Custom Models#

The main purpose of a HydroMT plugin is to define and manage model instances for your specific software. HydroMT models are composed of components and rely on flexible setup methods to integrate input data.

The figure below illustrates the overall model building process:

../../../_images/model_building_process.png — Model building process in HydroMT.#

This section focuses on initializing your custom model class, managing its components, and implementing setup methods. Data preparation and pre-processing is handled by HydroMT core.

Initialization#

Most basic functionality is provided by the HydroMT core Model class. By inheriting from it, you typically don’t need to implement low-level methods unless you want to provide default behavior or custom components.
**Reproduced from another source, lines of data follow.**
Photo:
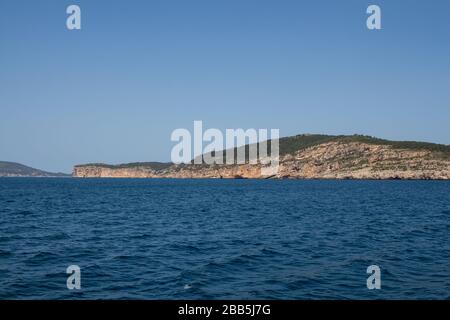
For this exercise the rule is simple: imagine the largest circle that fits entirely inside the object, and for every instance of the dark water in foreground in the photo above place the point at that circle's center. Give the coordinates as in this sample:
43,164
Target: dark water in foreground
224,239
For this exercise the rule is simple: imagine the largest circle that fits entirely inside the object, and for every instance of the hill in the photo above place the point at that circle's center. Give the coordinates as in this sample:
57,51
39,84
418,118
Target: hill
308,156
13,169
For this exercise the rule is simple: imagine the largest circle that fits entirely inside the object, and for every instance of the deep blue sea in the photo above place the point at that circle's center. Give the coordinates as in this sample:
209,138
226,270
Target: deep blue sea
223,239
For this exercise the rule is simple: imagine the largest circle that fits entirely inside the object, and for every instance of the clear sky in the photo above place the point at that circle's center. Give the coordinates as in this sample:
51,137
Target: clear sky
115,90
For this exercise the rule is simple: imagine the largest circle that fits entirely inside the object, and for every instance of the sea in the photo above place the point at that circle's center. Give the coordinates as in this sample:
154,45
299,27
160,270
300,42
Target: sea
224,239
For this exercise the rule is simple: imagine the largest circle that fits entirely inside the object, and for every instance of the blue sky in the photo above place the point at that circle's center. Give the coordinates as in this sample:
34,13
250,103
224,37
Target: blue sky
114,91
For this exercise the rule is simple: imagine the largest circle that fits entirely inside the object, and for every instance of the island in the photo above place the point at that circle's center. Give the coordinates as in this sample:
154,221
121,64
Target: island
306,156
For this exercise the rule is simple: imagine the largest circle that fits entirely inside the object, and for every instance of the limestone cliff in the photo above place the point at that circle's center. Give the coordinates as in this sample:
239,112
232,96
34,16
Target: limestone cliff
309,157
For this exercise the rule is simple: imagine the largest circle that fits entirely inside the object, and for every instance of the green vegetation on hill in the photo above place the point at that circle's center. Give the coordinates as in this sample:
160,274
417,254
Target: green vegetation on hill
299,142
290,145
19,170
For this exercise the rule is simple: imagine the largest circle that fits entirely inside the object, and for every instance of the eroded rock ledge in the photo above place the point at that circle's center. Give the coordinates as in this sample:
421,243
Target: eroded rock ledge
333,159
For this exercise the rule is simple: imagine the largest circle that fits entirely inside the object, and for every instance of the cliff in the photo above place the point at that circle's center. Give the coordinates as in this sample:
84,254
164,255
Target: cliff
13,169
308,157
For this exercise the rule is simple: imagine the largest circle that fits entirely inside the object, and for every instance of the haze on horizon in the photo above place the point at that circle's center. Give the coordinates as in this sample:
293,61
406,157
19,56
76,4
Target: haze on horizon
137,70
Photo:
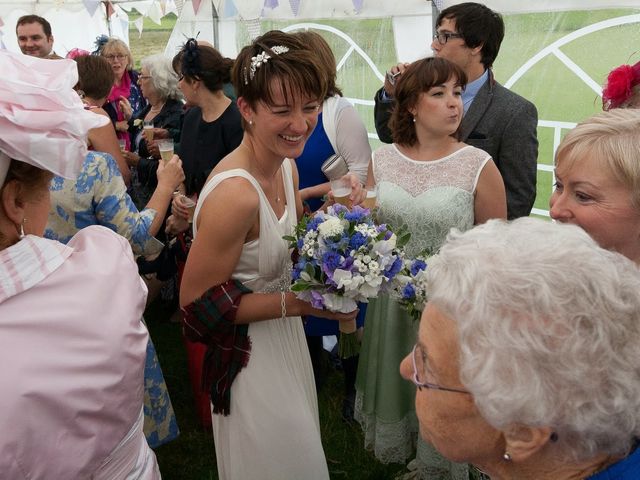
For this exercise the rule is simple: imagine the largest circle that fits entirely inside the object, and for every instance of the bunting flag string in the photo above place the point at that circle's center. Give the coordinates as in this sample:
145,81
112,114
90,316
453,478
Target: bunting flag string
295,7
110,10
230,10
92,6
171,6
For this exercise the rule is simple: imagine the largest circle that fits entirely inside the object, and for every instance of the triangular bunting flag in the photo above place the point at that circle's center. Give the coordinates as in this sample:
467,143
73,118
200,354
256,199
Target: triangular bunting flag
230,9
295,6
138,22
91,6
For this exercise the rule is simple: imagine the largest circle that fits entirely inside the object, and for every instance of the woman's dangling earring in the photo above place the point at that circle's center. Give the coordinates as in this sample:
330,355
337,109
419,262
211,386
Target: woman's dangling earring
22,228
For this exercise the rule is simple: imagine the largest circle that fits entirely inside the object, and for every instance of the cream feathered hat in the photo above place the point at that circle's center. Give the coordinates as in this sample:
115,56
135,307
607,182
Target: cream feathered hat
42,119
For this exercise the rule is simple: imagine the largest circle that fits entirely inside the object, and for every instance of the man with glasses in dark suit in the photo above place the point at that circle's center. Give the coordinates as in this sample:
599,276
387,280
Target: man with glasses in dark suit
496,119
35,37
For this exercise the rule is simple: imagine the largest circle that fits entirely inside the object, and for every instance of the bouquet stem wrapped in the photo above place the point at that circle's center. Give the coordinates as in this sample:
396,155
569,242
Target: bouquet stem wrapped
344,258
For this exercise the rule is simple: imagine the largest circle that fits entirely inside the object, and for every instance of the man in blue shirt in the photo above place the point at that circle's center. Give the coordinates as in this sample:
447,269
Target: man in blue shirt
496,120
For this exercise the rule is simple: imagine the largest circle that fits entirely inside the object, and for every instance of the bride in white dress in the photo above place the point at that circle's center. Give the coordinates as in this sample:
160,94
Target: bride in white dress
249,202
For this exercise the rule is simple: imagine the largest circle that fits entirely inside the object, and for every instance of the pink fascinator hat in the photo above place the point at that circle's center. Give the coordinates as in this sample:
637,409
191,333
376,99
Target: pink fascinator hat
619,86
42,119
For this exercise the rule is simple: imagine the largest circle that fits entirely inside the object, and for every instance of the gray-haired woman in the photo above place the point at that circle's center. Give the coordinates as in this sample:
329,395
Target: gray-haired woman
528,360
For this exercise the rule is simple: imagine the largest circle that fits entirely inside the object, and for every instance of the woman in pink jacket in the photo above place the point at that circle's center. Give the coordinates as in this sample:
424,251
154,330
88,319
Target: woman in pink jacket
72,390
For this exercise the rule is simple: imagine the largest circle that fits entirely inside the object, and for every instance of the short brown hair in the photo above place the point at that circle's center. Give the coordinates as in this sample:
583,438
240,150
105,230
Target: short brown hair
418,78
115,44
199,61
95,76
319,46
34,179
298,70
611,139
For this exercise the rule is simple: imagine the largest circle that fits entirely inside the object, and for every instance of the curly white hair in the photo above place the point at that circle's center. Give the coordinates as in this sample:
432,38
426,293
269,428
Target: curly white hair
549,329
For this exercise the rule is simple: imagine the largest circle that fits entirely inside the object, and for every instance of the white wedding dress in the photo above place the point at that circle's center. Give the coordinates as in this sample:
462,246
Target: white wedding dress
272,431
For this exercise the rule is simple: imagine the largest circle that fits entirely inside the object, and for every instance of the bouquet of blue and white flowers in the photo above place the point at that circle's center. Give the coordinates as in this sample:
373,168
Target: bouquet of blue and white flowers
344,258
410,285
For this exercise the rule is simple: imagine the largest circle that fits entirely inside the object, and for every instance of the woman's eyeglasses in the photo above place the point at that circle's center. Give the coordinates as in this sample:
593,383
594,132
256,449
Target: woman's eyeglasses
118,57
444,37
419,375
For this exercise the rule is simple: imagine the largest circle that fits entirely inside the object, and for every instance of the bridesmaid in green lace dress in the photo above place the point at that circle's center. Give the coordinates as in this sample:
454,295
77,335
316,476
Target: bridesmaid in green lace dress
428,182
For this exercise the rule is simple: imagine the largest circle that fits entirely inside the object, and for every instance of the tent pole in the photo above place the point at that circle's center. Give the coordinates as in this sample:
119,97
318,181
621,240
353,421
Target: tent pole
214,22
105,4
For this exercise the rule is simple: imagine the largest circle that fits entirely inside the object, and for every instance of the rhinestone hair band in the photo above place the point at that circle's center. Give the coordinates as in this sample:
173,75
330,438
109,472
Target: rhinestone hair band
263,57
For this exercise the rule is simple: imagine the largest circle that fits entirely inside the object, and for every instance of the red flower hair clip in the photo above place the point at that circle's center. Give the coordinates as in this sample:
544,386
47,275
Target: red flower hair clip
620,83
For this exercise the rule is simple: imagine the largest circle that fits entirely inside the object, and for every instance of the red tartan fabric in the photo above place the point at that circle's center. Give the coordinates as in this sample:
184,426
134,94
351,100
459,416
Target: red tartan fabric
211,320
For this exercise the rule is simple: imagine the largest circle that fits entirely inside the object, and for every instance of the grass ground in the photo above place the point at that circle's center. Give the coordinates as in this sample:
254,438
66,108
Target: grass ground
191,456
557,93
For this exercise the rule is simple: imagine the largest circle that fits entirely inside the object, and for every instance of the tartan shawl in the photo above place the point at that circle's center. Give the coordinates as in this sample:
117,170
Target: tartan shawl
211,320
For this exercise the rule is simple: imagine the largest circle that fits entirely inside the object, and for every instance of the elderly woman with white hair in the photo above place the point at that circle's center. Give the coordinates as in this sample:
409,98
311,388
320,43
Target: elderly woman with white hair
528,361
164,109
598,180
72,389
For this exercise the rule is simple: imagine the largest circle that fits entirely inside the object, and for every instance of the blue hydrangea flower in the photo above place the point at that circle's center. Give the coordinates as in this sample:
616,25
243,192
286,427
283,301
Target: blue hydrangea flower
357,241
316,300
416,266
393,270
408,292
331,261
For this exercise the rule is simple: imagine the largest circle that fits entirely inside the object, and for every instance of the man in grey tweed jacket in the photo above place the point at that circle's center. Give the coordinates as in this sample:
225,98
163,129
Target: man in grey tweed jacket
498,121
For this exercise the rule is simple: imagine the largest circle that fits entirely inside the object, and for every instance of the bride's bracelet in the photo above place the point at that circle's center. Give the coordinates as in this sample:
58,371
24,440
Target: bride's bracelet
283,304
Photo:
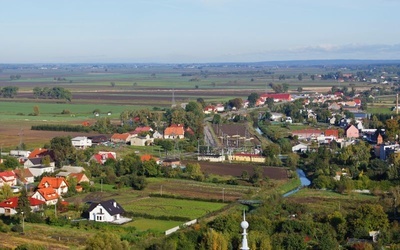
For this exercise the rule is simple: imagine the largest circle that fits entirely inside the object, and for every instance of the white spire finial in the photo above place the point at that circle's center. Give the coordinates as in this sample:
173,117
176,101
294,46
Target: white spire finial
244,226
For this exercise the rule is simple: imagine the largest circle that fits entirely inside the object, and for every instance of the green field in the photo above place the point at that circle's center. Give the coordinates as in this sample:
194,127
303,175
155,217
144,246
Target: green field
151,224
173,207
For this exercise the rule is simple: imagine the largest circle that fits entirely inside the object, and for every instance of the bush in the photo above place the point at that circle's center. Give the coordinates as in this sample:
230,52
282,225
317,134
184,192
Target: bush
65,112
30,247
17,228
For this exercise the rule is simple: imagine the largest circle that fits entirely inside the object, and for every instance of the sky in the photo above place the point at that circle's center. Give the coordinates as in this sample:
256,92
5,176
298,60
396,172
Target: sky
197,31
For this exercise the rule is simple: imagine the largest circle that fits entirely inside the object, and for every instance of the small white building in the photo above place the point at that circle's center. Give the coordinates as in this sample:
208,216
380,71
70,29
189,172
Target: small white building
48,195
39,170
105,211
20,153
81,142
300,148
142,141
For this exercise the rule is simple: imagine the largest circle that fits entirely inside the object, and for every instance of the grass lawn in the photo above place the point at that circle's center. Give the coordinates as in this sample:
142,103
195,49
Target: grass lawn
173,207
142,224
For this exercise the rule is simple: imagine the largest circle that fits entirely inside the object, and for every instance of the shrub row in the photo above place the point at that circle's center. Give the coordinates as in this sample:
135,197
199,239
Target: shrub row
65,128
160,217
178,197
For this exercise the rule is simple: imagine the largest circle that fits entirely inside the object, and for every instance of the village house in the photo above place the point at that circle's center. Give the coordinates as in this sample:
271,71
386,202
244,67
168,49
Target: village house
9,207
48,195
171,163
142,140
211,158
105,211
209,109
59,184
81,142
80,177
121,138
352,132
300,148
139,130
40,170
103,156
307,134
8,178
175,131
148,157
37,162
98,139
247,157
24,176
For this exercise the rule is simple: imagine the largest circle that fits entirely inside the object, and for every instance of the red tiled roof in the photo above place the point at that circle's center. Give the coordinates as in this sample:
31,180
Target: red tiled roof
332,132
174,129
307,131
48,193
13,202
78,176
146,157
139,130
37,152
246,154
123,136
53,182
7,174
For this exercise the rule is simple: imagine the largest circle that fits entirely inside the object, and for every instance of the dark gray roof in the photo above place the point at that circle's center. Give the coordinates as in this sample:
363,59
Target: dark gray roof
111,206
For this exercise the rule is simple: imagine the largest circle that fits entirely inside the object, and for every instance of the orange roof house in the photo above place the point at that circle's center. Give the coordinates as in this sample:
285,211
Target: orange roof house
38,152
332,132
25,176
148,158
139,130
80,177
9,206
121,138
59,184
48,195
8,177
175,131
102,157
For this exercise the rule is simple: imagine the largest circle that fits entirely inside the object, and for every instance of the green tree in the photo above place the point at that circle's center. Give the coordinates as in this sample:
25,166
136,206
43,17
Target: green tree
252,98
36,110
23,203
6,191
10,162
236,103
62,149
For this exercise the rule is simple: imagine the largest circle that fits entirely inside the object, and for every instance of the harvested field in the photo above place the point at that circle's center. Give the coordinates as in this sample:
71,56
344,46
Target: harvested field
236,169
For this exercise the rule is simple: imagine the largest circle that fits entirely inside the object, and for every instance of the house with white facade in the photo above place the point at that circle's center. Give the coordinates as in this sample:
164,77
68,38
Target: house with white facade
142,140
8,177
9,206
57,183
39,170
48,195
81,142
105,211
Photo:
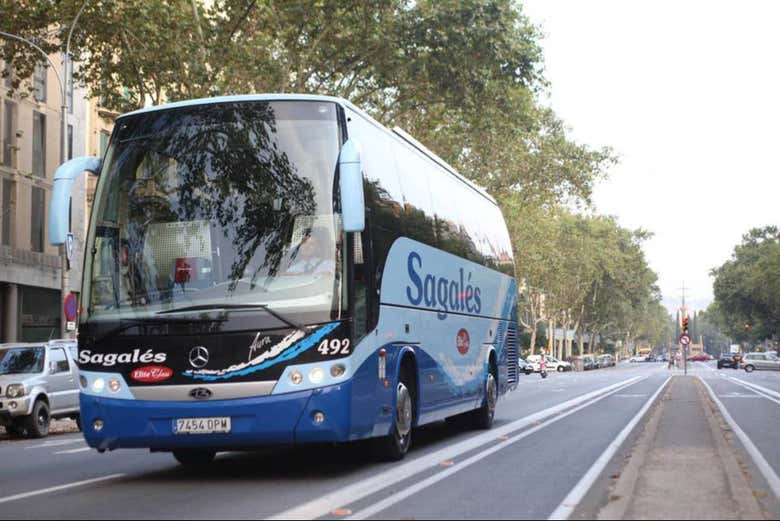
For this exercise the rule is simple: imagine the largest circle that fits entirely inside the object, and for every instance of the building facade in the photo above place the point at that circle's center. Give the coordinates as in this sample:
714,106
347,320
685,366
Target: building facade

Example of adding default components in your model:

from hydromt.model import Model
from hydromt.model.components import ConfigComponent, GridComponent

class ExampleModel(Model):
    def __init__(
        self,
        root: str | None = None,
        config_filename: str | None = "settings.toml",
        mode: str = "w",
        data_libs: list[str] | str | None = None,
    ):
        """Initialize ExampleModel."""
        components = {
            "config": ConfigComponent(
                self,
                filename=str(config_filename),
            ),
            "grid": GridComponent(self),
        }

        super().__init__(
            root,
            components=components,
            region_component="grid",
            mode=mode,
            data_libs=data_libs,
        )

    ## Properties
    # Components
    @property
    def config(self) -> ConfigComponent:
        """Return the config component."""
        return self.components["config"]

    @property
    def grid(self) -> GridComponent:
        """Return the grid component."""
        return self.components["grid"]

Note

You can access a model’s components directly as attributes using the name provided at initialization (e.g., model.grid) for convenience.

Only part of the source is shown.